Le trésor de La Beude
On se souvient
peut-être que Wilfrid et son copain ont trouvé chez La Beude une dame-jeanne
remplie de Louis d’or. Il y en a pour une fortune même si, au moment de la
découverte, ni Wilfrid, ni son complice — ni d’ailleurs Ulf qu’ils mettent
plus tard au courant — ne savent exactement ce que signifie « une fortune ».

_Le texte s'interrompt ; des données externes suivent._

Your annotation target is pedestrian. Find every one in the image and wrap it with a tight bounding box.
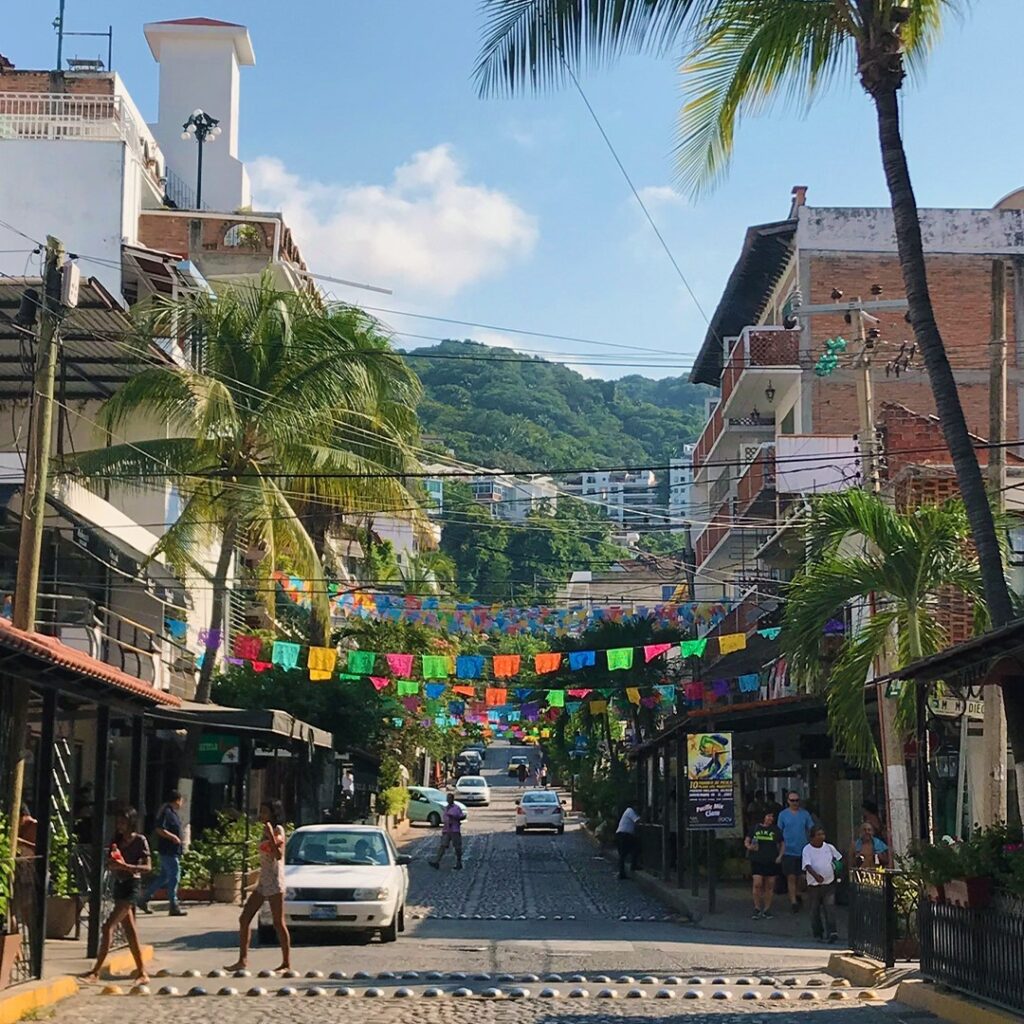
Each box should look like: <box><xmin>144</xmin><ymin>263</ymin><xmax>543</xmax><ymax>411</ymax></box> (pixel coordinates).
<box><xmin>427</xmin><ymin>793</ymin><xmax>466</xmax><ymax>871</ymax></box>
<box><xmin>138</xmin><ymin>790</ymin><xmax>188</xmax><ymax>918</ymax></box>
<box><xmin>744</xmin><ymin>811</ymin><xmax>782</xmax><ymax>921</ymax></box>
<box><xmin>82</xmin><ymin>807</ymin><xmax>151</xmax><ymax>985</ymax></box>
<box><xmin>615</xmin><ymin>804</ymin><xmax>640</xmax><ymax>879</ymax></box>
<box><xmin>850</xmin><ymin>820</ymin><xmax>889</xmax><ymax>867</ymax></box>
<box><xmin>801</xmin><ymin>825</ymin><xmax>843</xmax><ymax>942</ymax></box>
<box><xmin>778</xmin><ymin>790</ymin><xmax>814</xmax><ymax>913</ymax></box>
<box><xmin>225</xmin><ymin>800</ymin><xmax>292</xmax><ymax>972</ymax></box>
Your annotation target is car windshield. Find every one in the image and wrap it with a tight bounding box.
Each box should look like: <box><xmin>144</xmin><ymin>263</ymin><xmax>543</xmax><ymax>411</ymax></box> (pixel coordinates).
<box><xmin>285</xmin><ymin>828</ymin><xmax>390</xmax><ymax>864</ymax></box>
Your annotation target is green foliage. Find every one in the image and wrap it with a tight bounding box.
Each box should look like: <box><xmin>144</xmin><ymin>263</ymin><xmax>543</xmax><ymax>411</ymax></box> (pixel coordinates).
<box><xmin>377</xmin><ymin>785</ymin><xmax>409</xmax><ymax>818</ymax></box>
<box><xmin>410</xmin><ymin>340</ymin><xmax>711</xmax><ymax>473</ymax></box>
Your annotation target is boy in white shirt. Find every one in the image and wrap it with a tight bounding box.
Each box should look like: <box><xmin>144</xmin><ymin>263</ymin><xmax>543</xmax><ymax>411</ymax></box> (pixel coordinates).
<box><xmin>801</xmin><ymin>825</ymin><xmax>843</xmax><ymax>942</ymax></box>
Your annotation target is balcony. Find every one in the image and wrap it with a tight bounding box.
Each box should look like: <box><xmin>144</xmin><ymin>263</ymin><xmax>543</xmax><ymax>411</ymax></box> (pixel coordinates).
<box><xmin>0</xmin><ymin>92</ymin><xmax>164</xmax><ymax>194</ymax></box>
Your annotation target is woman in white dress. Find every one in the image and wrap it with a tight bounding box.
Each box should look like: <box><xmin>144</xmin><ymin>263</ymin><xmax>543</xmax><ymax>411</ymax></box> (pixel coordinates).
<box><xmin>227</xmin><ymin>800</ymin><xmax>292</xmax><ymax>971</ymax></box>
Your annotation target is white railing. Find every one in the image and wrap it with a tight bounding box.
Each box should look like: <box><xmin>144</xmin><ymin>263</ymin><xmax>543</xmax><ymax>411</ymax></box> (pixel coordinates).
<box><xmin>0</xmin><ymin>92</ymin><xmax>164</xmax><ymax>179</ymax></box>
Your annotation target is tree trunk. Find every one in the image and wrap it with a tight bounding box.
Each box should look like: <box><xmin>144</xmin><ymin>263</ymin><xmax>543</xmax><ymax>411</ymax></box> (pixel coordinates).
<box><xmin>871</xmin><ymin>83</ymin><xmax>1024</xmax><ymax>774</ymax></box>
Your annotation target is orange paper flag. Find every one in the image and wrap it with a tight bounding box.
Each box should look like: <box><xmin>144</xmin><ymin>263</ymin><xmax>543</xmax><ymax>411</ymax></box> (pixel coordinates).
<box><xmin>492</xmin><ymin>654</ymin><xmax>519</xmax><ymax>679</ymax></box>
<box><xmin>534</xmin><ymin>651</ymin><xmax>562</xmax><ymax>675</ymax></box>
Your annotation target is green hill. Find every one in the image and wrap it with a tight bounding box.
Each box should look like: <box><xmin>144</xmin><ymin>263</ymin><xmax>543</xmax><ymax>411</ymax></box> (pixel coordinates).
<box><xmin>407</xmin><ymin>340</ymin><xmax>711</xmax><ymax>471</ymax></box>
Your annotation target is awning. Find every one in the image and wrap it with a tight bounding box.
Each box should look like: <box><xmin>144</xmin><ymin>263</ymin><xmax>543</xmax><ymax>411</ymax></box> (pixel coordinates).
<box><xmin>148</xmin><ymin>700</ymin><xmax>334</xmax><ymax>751</ymax></box>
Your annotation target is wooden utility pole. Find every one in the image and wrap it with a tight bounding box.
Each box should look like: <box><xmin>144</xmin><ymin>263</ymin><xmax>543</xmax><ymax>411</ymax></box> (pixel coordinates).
<box><xmin>978</xmin><ymin>259</ymin><xmax>1008</xmax><ymax>825</ymax></box>
<box><xmin>9</xmin><ymin>236</ymin><xmax>65</xmax><ymax>856</ymax></box>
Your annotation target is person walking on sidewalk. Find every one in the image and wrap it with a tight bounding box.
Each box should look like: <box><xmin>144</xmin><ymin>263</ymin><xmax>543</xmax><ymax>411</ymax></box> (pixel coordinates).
<box><xmin>615</xmin><ymin>804</ymin><xmax>640</xmax><ymax>879</ymax></box>
<box><xmin>801</xmin><ymin>825</ymin><xmax>843</xmax><ymax>942</ymax></box>
<box><xmin>138</xmin><ymin>790</ymin><xmax>188</xmax><ymax>918</ymax></box>
<box><xmin>743</xmin><ymin>811</ymin><xmax>782</xmax><ymax>921</ymax></box>
<box><xmin>82</xmin><ymin>807</ymin><xmax>150</xmax><ymax>985</ymax></box>
<box><xmin>427</xmin><ymin>793</ymin><xmax>466</xmax><ymax>871</ymax></box>
<box><xmin>225</xmin><ymin>800</ymin><xmax>292</xmax><ymax>973</ymax></box>
<box><xmin>778</xmin><ymin>791</ymin><xmax>814</xmax><ymax>913</ymax></box>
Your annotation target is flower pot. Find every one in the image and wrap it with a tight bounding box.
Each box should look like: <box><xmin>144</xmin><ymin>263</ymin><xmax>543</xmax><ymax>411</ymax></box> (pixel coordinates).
<box><xmin>0</xmin><ymin>932</ymin><xmax>22</xmax><ymax>988</ymax></box>
<box><xmin>944</xmin><ymin>879</ymin><xmax>992</xmax><ymax>909</ymax></box>
<box><xmin>46</xmin><ymin>896</ymin><xmax>79</xmax><ymax>939</ymax></box>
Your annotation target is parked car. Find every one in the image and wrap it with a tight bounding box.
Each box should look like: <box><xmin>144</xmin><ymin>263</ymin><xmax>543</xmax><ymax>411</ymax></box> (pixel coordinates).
<box><xmin>406</xmin><ymin>785</ymin><xmax>466</xmax><ymax>828</ymax></box>
<box><xmin>455</xmin><ymin>775</ymin><xmax>490</xmax><ymax>807</ymax></box>
<box><xmin>515</xmin><ymin>790</ymin><xmax>565</xmax><ymax>836</ymax></box>
<box><xmin>257</xmin><ymin>825</ymin><xmax>412</xmax><ymax>943</ymax></box>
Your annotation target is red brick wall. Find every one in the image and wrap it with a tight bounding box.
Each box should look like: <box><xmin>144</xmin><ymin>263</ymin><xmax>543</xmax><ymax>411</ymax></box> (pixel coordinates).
<box><xmin>804</xmin><ymin>253</ymin><xmax>1020</xmax><ymax>437</ymax></box>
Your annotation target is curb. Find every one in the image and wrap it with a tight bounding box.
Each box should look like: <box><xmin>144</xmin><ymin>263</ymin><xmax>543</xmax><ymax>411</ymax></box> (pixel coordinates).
<box><xmin>896</xmin><ymin>979</ymin><xmax>1020</xmax><ymax>1024</ymax></box>
<box><xmin>0</xmin><ymin>946</ymin><xmax>154</xmax><ymax>1024</ymax></box>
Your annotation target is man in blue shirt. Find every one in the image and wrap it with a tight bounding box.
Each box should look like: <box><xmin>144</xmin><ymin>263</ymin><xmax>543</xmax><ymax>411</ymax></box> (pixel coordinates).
<box><xmin>778</xmin><ymin>790</ymin><xmax>814</xmax><ymax>913</ymax></box>
<box><xmin>138</xmin><ymin>790</ymin><xmax>188</xmax><ymax>918</ymax></box>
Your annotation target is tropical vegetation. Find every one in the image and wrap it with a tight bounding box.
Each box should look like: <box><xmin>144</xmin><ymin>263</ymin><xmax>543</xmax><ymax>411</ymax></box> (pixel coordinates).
<box><xmin>476</xmin><ymin>0</ymin><xmax>1024</xmax><ymax>778</ymax></box>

Mais comme leurs intérêts dans la vie ne vont pas vers l’argent, ils décident
très vite de partager les pièces en quatre : deux parts pour Wilfrid (qui
ne sait pas qu’en faire), une part pour Ulf (qui ne va pas tarder à s’acheter
une caravane d’occasion moins vieille que celle dans laquelle elle vit), y
cacher le reste ses pièces qui disparaîtront presque totalement dans la
destruction de sa caravane lorsqu’elle mourra à son tour ; et une dernière
part pour leur copain qui va, très lentement se faire voler par des filles de
joie qui, elles, comprendront très vite la valeur de ses pièces et sauront,
entre deux fellations, les lui soutirer avec ardeur. Ce « trésor » a
une histoire rocambolesque qu’aucun des trois personnages ne connaîtra jamais.
Ce qui n’est
pas le cas de l’auteur qui, comme tout lecteur s’en doute, sait tout sur tout
de ses personnages, de leurs contextes, de leurs relations, arbres
généalogiques, maladies, vices, désirs, fantasmes, passé , présents et à venir,
etc. etc.
Donc : La
Beude avait un père, une mère certainement aussi mais elle ne l’avait jamais
connue. Ce père, qui s’appelait Édouard Cline (père par ailleurs d’un certain
Jake Cline que La Beude n’aura jamais connu) était poète de profession et, de
temps en temps, brocanteur, ramassant ce qu’il trouvait où il le trouvait puis
essayant, parfois, lorsqu’il n’était pas pris d’une inspiration subite ce qui
exigeait qu’il travaille dans le premier bistro venu, de le vendre dans les
multiples foires à la brocante de sa région. C’est ainsi qu’un jour, une des
connaissances de comptoir, lui apprit que l’hôpital de Lodève, alors tenu par
des religieuses, avait décidé, pour grandir sa pharmacie, de jeter tout ce que
contenait son ancienne librairie. Édouard monta dans sa 2 CV Citroën et se
précipita à Lodève. Il alla à l’hôpital, demanda la Mère Supérieure qui lui
confirma la véracité de cette information et, contre un modeste don aux œuvres
de son couvent, fut ravie qu’il l’aide à débarrasser sa pièce des centaines de
livres anciens dont personne ne voulait. Édouard ne fut pas enchanté de
constater qu’il n’y avait presque que des ouvrages des XVI ème, XVII ème et
XVIII ème siècles car il n’y connaissait rien et ne savait pas trop à qui
vendre tout cela. Il en remplit malgré tout sa voiture. Ce qui pourtant l’intéressa
davantage c’est qu’il y avait aussi dans la pièce d’autres objets plus
vendables : trois dame-jeanne emmaillotées d’osier, quelques bols et pilons
de marbre, quelques bocaux de faïence ou de verre plus ou moins ébréchés, des
photos mal encadrées, des gravures de plante, etc. Il emporta le tout qu’il
remisa comme d’habitude dans le désordre le plus complet au fond de sa grange entrepôt
qu’il partageait avec de nombreux mulots et araignées. Au cours du temps, il
vendit quelques uns de ses objets, parfois même des livres mais, lorsqu’il
mourut d’une pneumonie attrapée pour avoir dormi sous la neige une nuit où une
trop forte inspiration l’avait amené à boire plus que de coutume, un certains
nombre d’entre eux lui restaient. Son fils Jake ne sut jamais que son père
était mort ; c’est La Beude qui hérita de tout le fatras que, par pitié
filiale, elle entassa dans sa maison sans plus s’en soucier. C’est ainsi que la
dame-jeanne au trésor, dont personne ne s’était occupé pendant quelques
siècles, vint entre les mains de Wilfrid et de ses compagnons.
Quant à l’origine
réelle de ce trésor, c’est une autre histoire.